Our instructor went on to say that voyaging is a healthy lifestyle so medical problems tend to be sprains, cuts and breaks. He taught us to treat these. That has served us well.

We find our doctors back home in Chicago are interested in our adventures and love to follow our travels. They are very good about answering our infrequent medical emails.

ON: Have you experienced any medical emergencies while on board?

J&JF:  Nothing serious. There aren’t germs offshore and fortunately, we have not had a serious knockdown. Jeannie fell off a bike in France and I caught a bug in South Africa but we were onshore with local medical support.

ON: What equipment did you use for communication on your circumnavigation? How have you updated that for your most recent voyage?

J&JF: In 1993 we used HF radio for the nets and Inmarsat C for email. Our Inmarsat stopped in the Indian Ocean so we were out of touch with home for three months but no one missed us.

Now we still use the HF radio for SailMail, weather and talking to other voyagers but also have an Iridium phone for weekly calls to the family and the business. On shore we use Internet cafes. In each country we buy prepaid SIM cards for our unlocked GSM cell phone.

Being so connected is a plus but also a minus. It is harder to get the feeling of being out there when you can talk to anybody in the world from anywhere in the world.

ON: What features were you looking to change or improve on when you decided to have your present boat built? Does Onora meet your requirements?

J&JF: After a near disaster in fog and strong winds in Labrador we decided that we wanted a strong metal boat for the high latitudes with a pilothouse to shield us from the elements. We did not start out to build a new boat but as we looked at available boats we developed a wish list. We added a well laid out engine room, simple fixable equipment, good lines and low maintenance. Finally, I flew up to Camden, Maine, and talked to Chuck Paine. He gave us an ice-strengthened, medium-displacement version of his 63-foot design. We took our plans to several boatbuilders but stopped when we met Kelly Archer in New Zealand. Kelly and his team loved the project. It is a terrific boat.

ON: What are the pros and cons of having an aluminum boat?

J&JF: Onora is unpainted so we are often asked when she will be finished. Unpainted aluminum boats are difficult and expensive to build.
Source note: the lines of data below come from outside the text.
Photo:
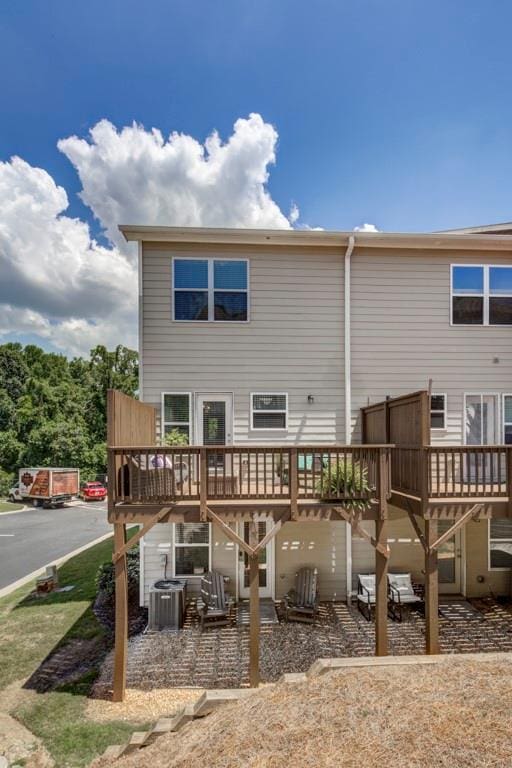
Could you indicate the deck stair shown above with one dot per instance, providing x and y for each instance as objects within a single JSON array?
[{"x": 215, "y": 698}]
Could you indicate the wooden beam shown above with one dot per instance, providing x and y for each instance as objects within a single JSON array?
[
  {"x": 381, "y": 589},
  {"x": 471, "y": 513},
  {"x": 130, "y": 543},
  {"x": 230, "y": 533},
  {"x": 254, "y": 609},
  {"x": 273, "y": 532},
  {"x": 121, "y": 616},
  {"x": 294, "y": 482},
  {"x": 431, "y": 589}
]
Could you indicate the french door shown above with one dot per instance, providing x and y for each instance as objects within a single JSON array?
[
  {"x": 266, "y": 560},
  {"x": 214, "y": 423}
]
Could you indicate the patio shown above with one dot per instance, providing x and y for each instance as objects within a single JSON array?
[{"x": 219, "y": 658}]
The metal has to be fair. Nothing can be hidden with filler.

With this type of boat you have to be careful about electrolysis. Onora has a hull fault check for internal ground and I always test for stray current in marinas before plugging into shore power.
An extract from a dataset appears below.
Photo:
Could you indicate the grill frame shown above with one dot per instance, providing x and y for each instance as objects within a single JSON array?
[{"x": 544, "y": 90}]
Finally, you have to put on a barrier coat or avoid metal-based bottom paint. A bump on the bottom that breaks the barrier coat can give you electrolysis. We use low-performance nonmetal-based bottom paint and have to scrape barnacles in warm water but the cold, high latitudes retard growth.
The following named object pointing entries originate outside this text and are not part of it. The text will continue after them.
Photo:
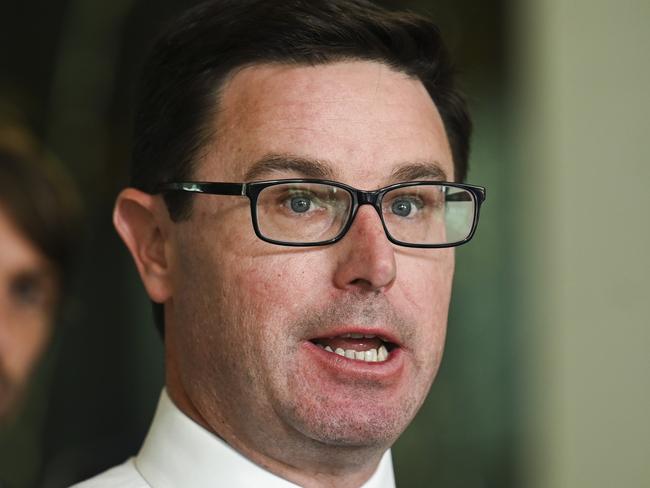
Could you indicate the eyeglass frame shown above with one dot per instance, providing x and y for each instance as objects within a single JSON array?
[{"x": 359, "y": 197}]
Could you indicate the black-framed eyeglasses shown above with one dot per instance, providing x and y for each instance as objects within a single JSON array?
[{"x": 314, "y": 212}]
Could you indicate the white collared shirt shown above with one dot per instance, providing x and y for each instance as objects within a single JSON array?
[{"x": 178, "y": 452}]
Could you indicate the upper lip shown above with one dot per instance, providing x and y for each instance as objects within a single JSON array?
[{"x": 382, "y": 333}]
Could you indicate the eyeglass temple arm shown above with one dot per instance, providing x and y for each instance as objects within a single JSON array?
[{"x": 200, "y": 187}]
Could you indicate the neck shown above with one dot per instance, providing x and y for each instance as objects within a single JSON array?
[{"x": 305, "y": 462}]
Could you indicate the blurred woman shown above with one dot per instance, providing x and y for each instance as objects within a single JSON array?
[{"x": 39, "y": 216}]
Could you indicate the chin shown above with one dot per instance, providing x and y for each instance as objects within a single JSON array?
[{"x": 358, "y": 423}]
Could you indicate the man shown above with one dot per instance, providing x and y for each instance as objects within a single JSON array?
[
  {"x": 302, "y": 326},
  {"x": 39, "y": 218}
]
Aluminum’s two big advantages are strength and low maintenance. We never worry about tying up to fishing boats or hitting small chunks of ice. Sandpaper takes care of scrapes. Aluminum is several times stronger than GRP and bends before it breaks. Steel is stronger and easier to weld but it rusts. We are happy with our choice.

ON: What are the most important skills you learned while voyaging?

J&JF: You have to learn to relax and be patient. When you want to leave the weather is seldom right. You have to operate at the pace of the country you are in or you will never get checked in. When you fix something it is never as fixed as you think. Shipments never come on time. When you are in a storm and there is nothing more you can do, you just hang on and ride it out.

I believe you have to start with some mechanical aptitude and persistence. If you have Nigel Calder’s book and the maintenance manuals on board your mechanical ability will develop. Fixing things is the reality that no one tells you about.

ON: What are your future voyaging plans?

J&JF: We arrived in Ireland from Greenland last fall. This summer we will cruise Ireland and Scotland’s northern islands. Next summer we plan to head north to Svalbard and Norway. The following year we hope to see the Baltic before heading down the Atlantic coast and into the Med for a year. We are slowly making our way back to New Zealand. We love the country and plan to make it our base for exploring more of the South Pacific.